Despite 14 new coronavirus deaths, SA's mortality rate well below global average
Nine out of 10 new Covid-19 cases are from Western and Eastern Cape
Another 14 South Africans have died of Covid-19, bringing the national death toll to 261, health minister Zweli Mkhize said on Saturday night.
Western Cape has 149 fatalities, KwaZulu Natal 45 and the Eastern Cape 32, with Gauteng recording one new fatality bringing the provincial total up to 25.
Mkhize said SA's mortality rate, 1.8%, remains well below the global average which is currently 6.6%.
In addition, he said, the country's recovery rate is 42.4%, above the global average of 38%. A total of 6,478 patients in SA have recovered from Covid-19.
The total number of confirmed Covid-19 cases in the country is 14,355 with 831 new cases identified in the last 24-hour cycle of testing.
The Eastern Cape and Western Cape combined comprise 91% of the day's new cases, said the minister.
The Western Cape's 8,404 cases comprise 58,5% of the national total, while the Eastern Cape has 1,812 confirmed cases.
The next most affected provinces are Gauteng with 2,262 cases and KwaZulu-Natal with 1,498.
The other provinces' case numbers are: Free State 153; Mpumalanga 68; North West 64; Limpopo 59 and Northern Cape 35.
Testing has ramped up substantially. So far, 439,559 tests have been conducted with 18,004 done in the last 24-hour cycle.
Commenting on the possible easing of lockdown restrictions, the minister said: "I am sure many South Africans are eagerly looking forward to a return to normality, albeit a 'new normal'.”
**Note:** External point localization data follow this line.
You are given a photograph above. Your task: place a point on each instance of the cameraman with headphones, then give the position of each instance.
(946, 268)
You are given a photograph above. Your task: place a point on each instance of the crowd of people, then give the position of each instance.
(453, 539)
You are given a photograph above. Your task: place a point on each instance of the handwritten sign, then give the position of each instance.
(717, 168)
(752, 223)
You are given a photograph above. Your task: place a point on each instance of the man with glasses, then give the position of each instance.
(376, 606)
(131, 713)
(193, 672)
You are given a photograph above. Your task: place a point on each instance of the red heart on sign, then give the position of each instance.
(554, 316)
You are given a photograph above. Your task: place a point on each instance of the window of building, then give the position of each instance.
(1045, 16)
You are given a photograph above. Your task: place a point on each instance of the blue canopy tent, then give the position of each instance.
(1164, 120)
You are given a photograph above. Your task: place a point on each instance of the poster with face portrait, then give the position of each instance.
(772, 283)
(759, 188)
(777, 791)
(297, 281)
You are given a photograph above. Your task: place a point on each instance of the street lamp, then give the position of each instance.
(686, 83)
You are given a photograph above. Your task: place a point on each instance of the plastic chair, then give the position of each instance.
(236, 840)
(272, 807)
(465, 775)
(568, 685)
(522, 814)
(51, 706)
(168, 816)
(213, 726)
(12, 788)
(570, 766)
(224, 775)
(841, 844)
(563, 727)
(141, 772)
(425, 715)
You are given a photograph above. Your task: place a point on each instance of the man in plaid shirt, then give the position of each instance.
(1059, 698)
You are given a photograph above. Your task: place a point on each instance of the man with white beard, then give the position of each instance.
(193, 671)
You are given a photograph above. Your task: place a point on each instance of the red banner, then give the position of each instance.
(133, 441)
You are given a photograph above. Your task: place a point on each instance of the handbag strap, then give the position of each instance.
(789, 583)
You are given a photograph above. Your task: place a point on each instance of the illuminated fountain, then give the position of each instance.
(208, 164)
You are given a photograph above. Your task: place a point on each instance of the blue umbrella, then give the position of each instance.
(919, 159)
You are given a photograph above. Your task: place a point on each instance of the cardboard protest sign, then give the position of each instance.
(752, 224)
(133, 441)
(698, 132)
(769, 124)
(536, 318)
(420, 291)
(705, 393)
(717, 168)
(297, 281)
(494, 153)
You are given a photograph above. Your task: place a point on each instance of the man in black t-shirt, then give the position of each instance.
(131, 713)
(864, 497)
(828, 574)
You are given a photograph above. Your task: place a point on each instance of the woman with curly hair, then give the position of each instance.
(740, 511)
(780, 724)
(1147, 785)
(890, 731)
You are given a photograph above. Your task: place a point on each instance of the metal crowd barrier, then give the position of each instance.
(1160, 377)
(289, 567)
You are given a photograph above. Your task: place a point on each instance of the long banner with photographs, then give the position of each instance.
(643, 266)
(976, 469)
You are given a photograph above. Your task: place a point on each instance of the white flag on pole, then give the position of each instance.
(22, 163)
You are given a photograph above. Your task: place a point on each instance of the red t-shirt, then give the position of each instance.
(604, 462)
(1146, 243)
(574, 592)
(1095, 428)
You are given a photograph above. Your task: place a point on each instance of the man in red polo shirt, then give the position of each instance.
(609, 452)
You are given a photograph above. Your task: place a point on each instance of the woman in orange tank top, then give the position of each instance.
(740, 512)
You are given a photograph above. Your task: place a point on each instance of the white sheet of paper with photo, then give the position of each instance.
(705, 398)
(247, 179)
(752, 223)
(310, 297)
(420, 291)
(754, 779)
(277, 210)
"I would thank each and every one of you for your tenacity, stoicism and true partnership with government. Together we succeeded in flattening the curve, which facilitated ramping up and cohesion of our health care system as well as preparation of our spaces as we resume our economic and social development."
Mkhize said the country had screened over 10-million people [10,737,341], and had identified 376 sites for quarantine nationally with 30,823 quarantine beds.
"The process of easing lockdown regulations is a highly consultative one where various stakeholder inputs are taken into account to influence implementation."
He said decisions were guided by World Health Organization recommendations for easing lockdown restrictions, which are:
- Strong surveillance, cases are declining and transmission is controlled
- Health systems capacity is in place to detect, isolate, test and treat every case and trace very contact
- That outbreak risks are minimized especially in settings like facilities and nursing homes
- That preventive measures are in place in workplaces, schools and other places that are essential for people to go
- That importation of cases can be managed
- That communities are fully educated, engaged and empowered to adjust to the new norm.